計画は立てた側から古くなる。プロジェクトを取り巻く状況はどんどん変化する。ステークスホルダーからの変更要求は目白押しだ。しかし、プロジェクトのゴールは動かない。

プロジェクトは遠泳に似ている… 潮や風に流されながら、動かない陸地に向かって延々と泳ぐ。ペースを上げたり泳ぐ向きを変えたり軌道修正しながら、ゴールを目指す。しくじれば、溺レル。

PMBOKでは、コントロールプロセスからの派生としてプロジェクト計画への「変更要求」が出てくるというが、Managing Product Development のInvest in the Design of Your Project Every Day だともっと大胆だ。「毎日」だから。

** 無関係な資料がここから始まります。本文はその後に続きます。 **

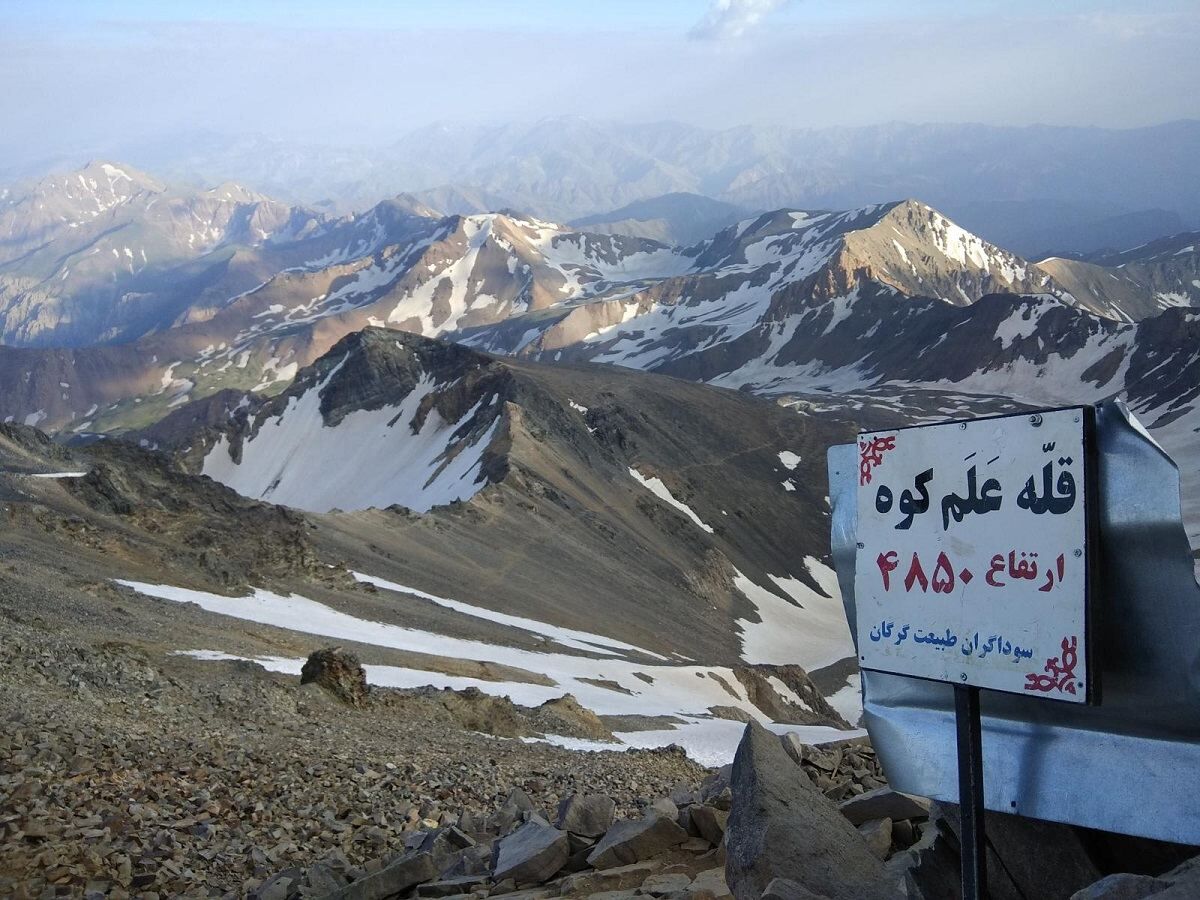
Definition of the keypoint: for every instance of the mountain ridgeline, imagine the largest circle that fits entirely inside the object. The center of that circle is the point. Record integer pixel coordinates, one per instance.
(790, 304)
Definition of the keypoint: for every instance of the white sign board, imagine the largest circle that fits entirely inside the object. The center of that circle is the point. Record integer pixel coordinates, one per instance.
(972, 555)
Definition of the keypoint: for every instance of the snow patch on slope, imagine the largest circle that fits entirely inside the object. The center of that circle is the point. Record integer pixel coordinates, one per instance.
(659, 490)
(370, 459)
(810, 633)
(681, 690)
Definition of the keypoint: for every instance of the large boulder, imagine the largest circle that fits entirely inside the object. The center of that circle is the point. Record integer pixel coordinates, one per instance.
(635, 839)
(1123, 886)
(1027, 857)
(339, 672)
(531, 855)
(783, 827)
(709, 822)
(786, 889)
(393, 880)
(586, 814)
(885, 803)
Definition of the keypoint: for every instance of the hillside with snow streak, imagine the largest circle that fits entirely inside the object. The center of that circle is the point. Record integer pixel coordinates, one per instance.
(587, 497)
(342, 438)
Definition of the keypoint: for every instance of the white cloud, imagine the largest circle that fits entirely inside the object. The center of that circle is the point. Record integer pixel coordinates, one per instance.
(729, 19)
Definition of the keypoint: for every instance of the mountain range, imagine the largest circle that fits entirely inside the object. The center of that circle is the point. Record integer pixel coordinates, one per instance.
(1037, 190)
(594, 431)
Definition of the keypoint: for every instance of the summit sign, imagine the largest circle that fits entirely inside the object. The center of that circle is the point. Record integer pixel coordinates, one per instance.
(973, 549)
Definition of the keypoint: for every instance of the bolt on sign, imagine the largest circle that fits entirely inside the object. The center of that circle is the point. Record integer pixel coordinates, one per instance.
(973, 552)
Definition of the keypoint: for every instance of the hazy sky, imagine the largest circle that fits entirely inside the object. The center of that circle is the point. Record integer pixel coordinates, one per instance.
(93, 75)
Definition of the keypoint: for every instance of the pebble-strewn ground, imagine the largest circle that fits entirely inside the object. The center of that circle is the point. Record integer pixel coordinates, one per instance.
(137, 774)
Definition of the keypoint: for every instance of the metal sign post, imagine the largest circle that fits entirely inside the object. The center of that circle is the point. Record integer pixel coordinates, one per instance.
(973, 844)
(973, 569)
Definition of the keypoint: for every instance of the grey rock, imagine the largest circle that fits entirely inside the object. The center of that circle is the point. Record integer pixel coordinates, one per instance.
(277, 887)
(1030, 857)
(709, 885)
(1122, 886)
(781, 826)
(621, 877)
(664, 807)
(393, 880)
(633, 840)
(787, 889)
(444, 845)
(532, 853)
(709, 822)
(324, 880)
(587, 815)
(449, 887)
(520, 799)
(665, 883)
(877, 834)
(337, 671)
(883, 803)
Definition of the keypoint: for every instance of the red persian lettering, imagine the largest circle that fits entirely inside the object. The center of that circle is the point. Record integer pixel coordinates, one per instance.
(1060, 671)
(916, 575)
(871, 455)
(888, 563)
(943, 575)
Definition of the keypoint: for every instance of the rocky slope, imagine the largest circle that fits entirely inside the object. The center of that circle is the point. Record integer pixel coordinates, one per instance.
(1134, 283)
(637, 543)
(108, 253)
(550, 491)
(514, 285)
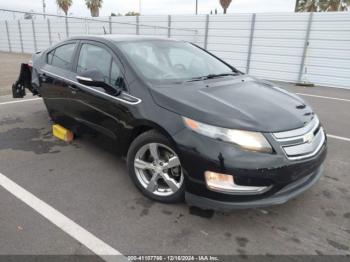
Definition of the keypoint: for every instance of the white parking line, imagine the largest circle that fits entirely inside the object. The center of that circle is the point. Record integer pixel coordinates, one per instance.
(19, 101)
(339, 137)
(325, 97)
(93, 243)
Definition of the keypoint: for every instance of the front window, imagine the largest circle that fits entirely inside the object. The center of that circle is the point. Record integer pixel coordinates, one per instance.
(169, 60)
(93, 57)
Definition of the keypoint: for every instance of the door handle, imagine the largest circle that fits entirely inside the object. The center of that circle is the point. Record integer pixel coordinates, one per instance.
(43, 77)
(73, 88)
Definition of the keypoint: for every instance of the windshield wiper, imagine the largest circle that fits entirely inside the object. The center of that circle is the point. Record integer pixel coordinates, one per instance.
(210, 76)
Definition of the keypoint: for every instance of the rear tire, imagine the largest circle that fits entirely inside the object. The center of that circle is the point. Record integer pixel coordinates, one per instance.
(155, 168)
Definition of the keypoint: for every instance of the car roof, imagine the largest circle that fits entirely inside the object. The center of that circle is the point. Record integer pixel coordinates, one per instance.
(122, 38)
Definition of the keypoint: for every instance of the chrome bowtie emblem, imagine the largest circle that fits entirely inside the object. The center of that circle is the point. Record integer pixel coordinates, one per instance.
(308, 137)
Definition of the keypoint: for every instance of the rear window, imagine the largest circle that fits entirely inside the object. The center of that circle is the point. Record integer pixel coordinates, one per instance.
(62, 56)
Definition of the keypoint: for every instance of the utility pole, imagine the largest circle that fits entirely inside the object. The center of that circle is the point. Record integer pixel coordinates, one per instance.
(44, 9)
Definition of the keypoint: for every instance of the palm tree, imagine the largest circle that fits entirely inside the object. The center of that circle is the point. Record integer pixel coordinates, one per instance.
(94, 6)
(225, 4)
(64, 5)
(321, 5)
(334, 5)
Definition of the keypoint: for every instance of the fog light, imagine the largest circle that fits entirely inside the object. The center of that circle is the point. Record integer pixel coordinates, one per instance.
(226, 184)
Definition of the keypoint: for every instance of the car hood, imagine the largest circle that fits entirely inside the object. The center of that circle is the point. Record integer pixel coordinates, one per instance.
(241, 102)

We've all see the phenomenon that as soon as you've scheduled the project, the schedule is out of date. If you plan to invest in replanning and rescheduling, that doesn't matter.
[私訳] いったん立てたプロジェクト計画が、あっというまに古いものになることはよくあります。しかし、プロジェクト計画を見直したり、スケジュールを引きなおすことを予め計画化しておくことで、これを回避することができます。

Plan to Change Your Planは目からウロコ。変更を想定した計画づくりや、変更に強い設計を心がけて仕事をしてきたけれど、「予め変更をスケジュール化しておく」ことまでは考えていなかった。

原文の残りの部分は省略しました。